In a statement on its website, the Italian data protection authority explained that this is an interim measure “until ChatGPT respects your privacy”. Watchdog’s measures include temporarily restricting the company from holding Italian users’ data.
US-based OpenAI, which developed ChatGPT, did not immediately return a request for comment on Friday.
The move is also unlikely to affect applications from companies that already have OpenAI licenses that use the same technology that powers chatbots, such as Microsoft’s Bing search engine.
The AI systems powering such chatbots, known as large-scale language models, are able to mimic human writing styles based on large amounts of ingested digital books and online texts.
Italian watchdog says OpenAI must report steps taken to ensure user data privacy within 20 days, with up to €20 million (around $22 million) for non-compliance or a fine of 4% of annual world turnover.
According to the agency’s statement, ChatGPT faced data loss on March 20 “with respect to user conversations and information related to the payment of service subscribers.”
OpenAI previously announced that ChatGPT had to be taken offline on March 20th to fix a bug that allowed some users to see the title or subject of other users’ chat histories.
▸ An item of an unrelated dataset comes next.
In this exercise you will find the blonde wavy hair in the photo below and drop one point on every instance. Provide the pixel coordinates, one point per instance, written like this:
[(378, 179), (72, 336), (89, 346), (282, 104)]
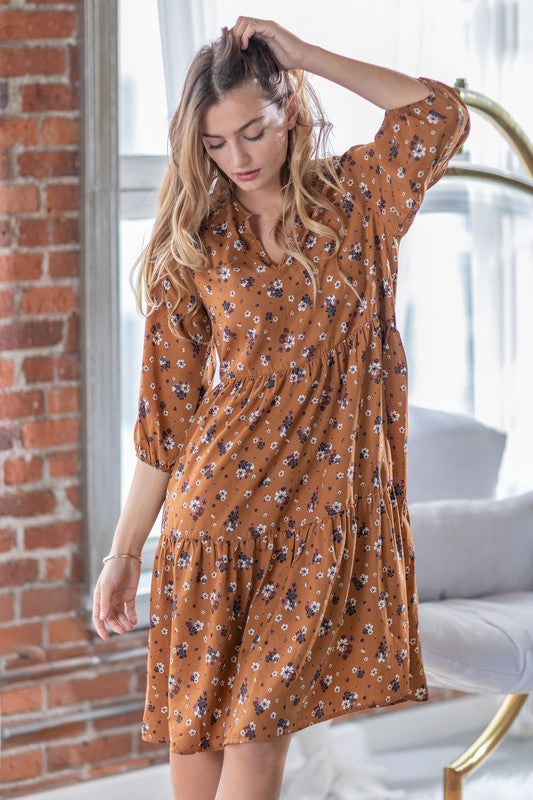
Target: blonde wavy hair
[(193, 189)]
“Our research also found that 1.2% of ChatGPT Plus users may have exposed their personal data to another user,” the company said. “We believe the number of users whose data was actually exposed to others is very small, and we have reached out to potentially affected users.”
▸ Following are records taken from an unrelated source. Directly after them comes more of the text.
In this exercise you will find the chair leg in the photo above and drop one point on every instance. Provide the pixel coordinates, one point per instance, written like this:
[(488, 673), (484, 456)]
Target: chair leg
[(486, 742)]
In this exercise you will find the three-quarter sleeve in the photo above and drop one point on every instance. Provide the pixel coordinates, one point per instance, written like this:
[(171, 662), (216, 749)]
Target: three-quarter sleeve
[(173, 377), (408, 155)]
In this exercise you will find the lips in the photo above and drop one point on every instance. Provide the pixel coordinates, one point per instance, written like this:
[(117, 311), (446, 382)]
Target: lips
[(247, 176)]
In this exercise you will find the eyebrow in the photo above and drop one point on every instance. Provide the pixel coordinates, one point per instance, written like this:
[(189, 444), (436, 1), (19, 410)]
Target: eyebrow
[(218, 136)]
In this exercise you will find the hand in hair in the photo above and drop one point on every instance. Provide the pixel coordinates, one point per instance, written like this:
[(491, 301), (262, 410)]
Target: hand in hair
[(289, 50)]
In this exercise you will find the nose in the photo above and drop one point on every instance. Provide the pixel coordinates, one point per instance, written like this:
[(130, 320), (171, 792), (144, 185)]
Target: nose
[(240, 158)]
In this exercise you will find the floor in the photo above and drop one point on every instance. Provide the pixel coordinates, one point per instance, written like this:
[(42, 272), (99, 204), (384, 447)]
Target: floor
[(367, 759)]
The Italian privacy watchdog has stated that “the lack of notification to users and all parties whose data is collected by OpenAI” and “above all, the lack of legal grounds to justify the large-scale collection and retention of personal data”. lamented the “training” algorithm that underlies the functionality of the platform. ”
The agency said that the information provided by ChatGPT “does not always correspond to actual data and therefore determines that inaccurate personal data is being held.”
Finally, I pointed out that “there is no filter to check the user’s age, and they are exposed to responses that are completely inappropriate for the development and level of self-awareness of minors.”
The San Francisco-based company’s CEO, Sam Altman, announced this week that he will travel to six continents in May to discuss the technology with users and developers. This includes a planned suspension in Brussels, where European Union lawmakers are negotiating sweeping new rules to limit risky AI tools.
Altman said his European stops include Madrid, Munich, London and Paris.
O’Brien reported from Providence, Rhode Island. AP Business Writer Kelvin Chan contributed from London.